We have already written about the optical telegraph, also called "semaphore", in an article on the history of optical communication. It consisted of a number of relay stations, each of which was equipped with a turn signal system used to display telegraphic code symbols. The Chappe brothers' system, which was used by the French troops between 1795 and 1850, was based on a wooden bar with two movable ends (levers), each of which could move to one of seven positions. Together with the four positions for the crossbar, the semaphore in theory could indicate 196 characters (4x7x7). In practice, the number was reduced to 92-94 positions.



The Chappe brothers' French optical telegraph code, 1809



The semaphore system was used not so much to directly encode characters as to denote certain strings in a codebook. The method implied that it was possible to decipher the entire message using several code signals. This made the transmission faster and made it meaningless to intercept messages.



Performance improvement



Then the optical telegraph was replaced by an electrical one. This meant that the days when codings were captured by people watching the nearest relay tower were over. With two telegraph devices connected by a metal wire, electric current became the instrument for transmitting information. This change led to new electrical telegraph codes, and Morse code eventually became an international standard (with the exception of the United States, which continued to use American Morse code outside of radiotelegraphy) since its invention in Germany in 1848.
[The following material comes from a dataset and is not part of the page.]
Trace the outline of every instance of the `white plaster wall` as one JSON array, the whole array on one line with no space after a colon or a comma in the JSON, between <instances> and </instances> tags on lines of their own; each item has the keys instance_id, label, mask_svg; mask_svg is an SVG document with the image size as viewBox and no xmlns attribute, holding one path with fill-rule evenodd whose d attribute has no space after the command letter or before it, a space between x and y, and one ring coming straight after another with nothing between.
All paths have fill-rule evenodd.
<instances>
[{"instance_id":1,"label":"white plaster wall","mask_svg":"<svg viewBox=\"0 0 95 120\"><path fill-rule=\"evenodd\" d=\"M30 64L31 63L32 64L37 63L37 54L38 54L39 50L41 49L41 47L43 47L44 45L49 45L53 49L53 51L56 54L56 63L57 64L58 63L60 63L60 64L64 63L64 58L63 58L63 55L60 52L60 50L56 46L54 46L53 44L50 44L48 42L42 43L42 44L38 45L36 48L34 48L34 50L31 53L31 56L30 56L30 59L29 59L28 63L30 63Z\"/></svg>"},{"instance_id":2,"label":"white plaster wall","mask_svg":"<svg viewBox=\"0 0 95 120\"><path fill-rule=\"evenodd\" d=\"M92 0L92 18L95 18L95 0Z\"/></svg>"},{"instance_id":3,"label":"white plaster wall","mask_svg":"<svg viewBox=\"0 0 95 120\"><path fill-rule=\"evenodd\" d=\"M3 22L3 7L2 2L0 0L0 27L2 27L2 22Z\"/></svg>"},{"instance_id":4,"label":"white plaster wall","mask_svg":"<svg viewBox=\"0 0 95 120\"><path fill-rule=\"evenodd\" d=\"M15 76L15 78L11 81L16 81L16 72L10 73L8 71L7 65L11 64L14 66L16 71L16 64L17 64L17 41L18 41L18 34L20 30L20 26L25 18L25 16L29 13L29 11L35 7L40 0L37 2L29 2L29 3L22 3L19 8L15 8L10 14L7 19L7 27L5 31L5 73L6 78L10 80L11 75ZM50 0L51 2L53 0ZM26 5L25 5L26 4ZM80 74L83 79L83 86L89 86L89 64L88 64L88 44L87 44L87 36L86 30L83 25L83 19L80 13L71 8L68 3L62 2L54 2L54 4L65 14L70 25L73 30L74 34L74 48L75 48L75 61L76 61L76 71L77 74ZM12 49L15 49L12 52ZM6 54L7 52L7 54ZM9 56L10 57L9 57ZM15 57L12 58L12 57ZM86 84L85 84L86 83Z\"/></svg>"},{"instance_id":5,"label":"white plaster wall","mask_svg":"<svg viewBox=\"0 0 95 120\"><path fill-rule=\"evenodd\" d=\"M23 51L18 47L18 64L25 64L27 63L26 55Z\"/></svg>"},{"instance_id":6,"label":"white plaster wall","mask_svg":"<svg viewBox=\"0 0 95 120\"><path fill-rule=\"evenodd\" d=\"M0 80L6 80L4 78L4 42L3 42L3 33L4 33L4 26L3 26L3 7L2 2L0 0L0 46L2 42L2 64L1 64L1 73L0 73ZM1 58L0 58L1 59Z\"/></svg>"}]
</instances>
International Morse code has an advantage over its American counterpart: it uses more dashes than dots. This approach slows down the transmission speed but improves message reception at the other end of the line. This was necessary when long messages were transmitted over miles of wires by operators of different skill levels.



ITA 2 Standard



With the development of technology, the manual telegraph was replaced in the West by an automatic one. It used the 5-bit Baudot code, as well as the Murray code derived from it (the latter was based on the use of paper tape in which holes were punched). Murray's system made it possible to prepare a tape of messages in advance, and then load it into a reader for the message to be transmitted automatically. The Baudot code formed the basis for the International Telegraphic Alphabet Version 1 (ITA 1), and the modified Baudot-Murray code formed the basis for ITA 2, which was used until the 1960s.



By the 1960s, the 5-bit per character limit was no longer required, leading to the development of 7-bit ASCII in the United States and standards such as JIS X 0201 (for Japanese katakana characters) in Asia. In combination with teletypewriters, which were then widely used, this allowed the transmission of fairly complex messages, including upper and lower case characters.



The complete 7-bit ASCII character set



During the 1970s and early 1980s, the limitations of 7- and 8-bit encodings such as extended ASCII (such as ISO 8859-1 or Latin 1) were sufficient for mainstream home computers and office needs. Despite this, the need for improvement was clear, as common tasks such as exchanging digital documents and text often wreaked havoc with the many ISO 8859 encodings. The first step was taken in 1991 with 16-bit Unicode 1.0.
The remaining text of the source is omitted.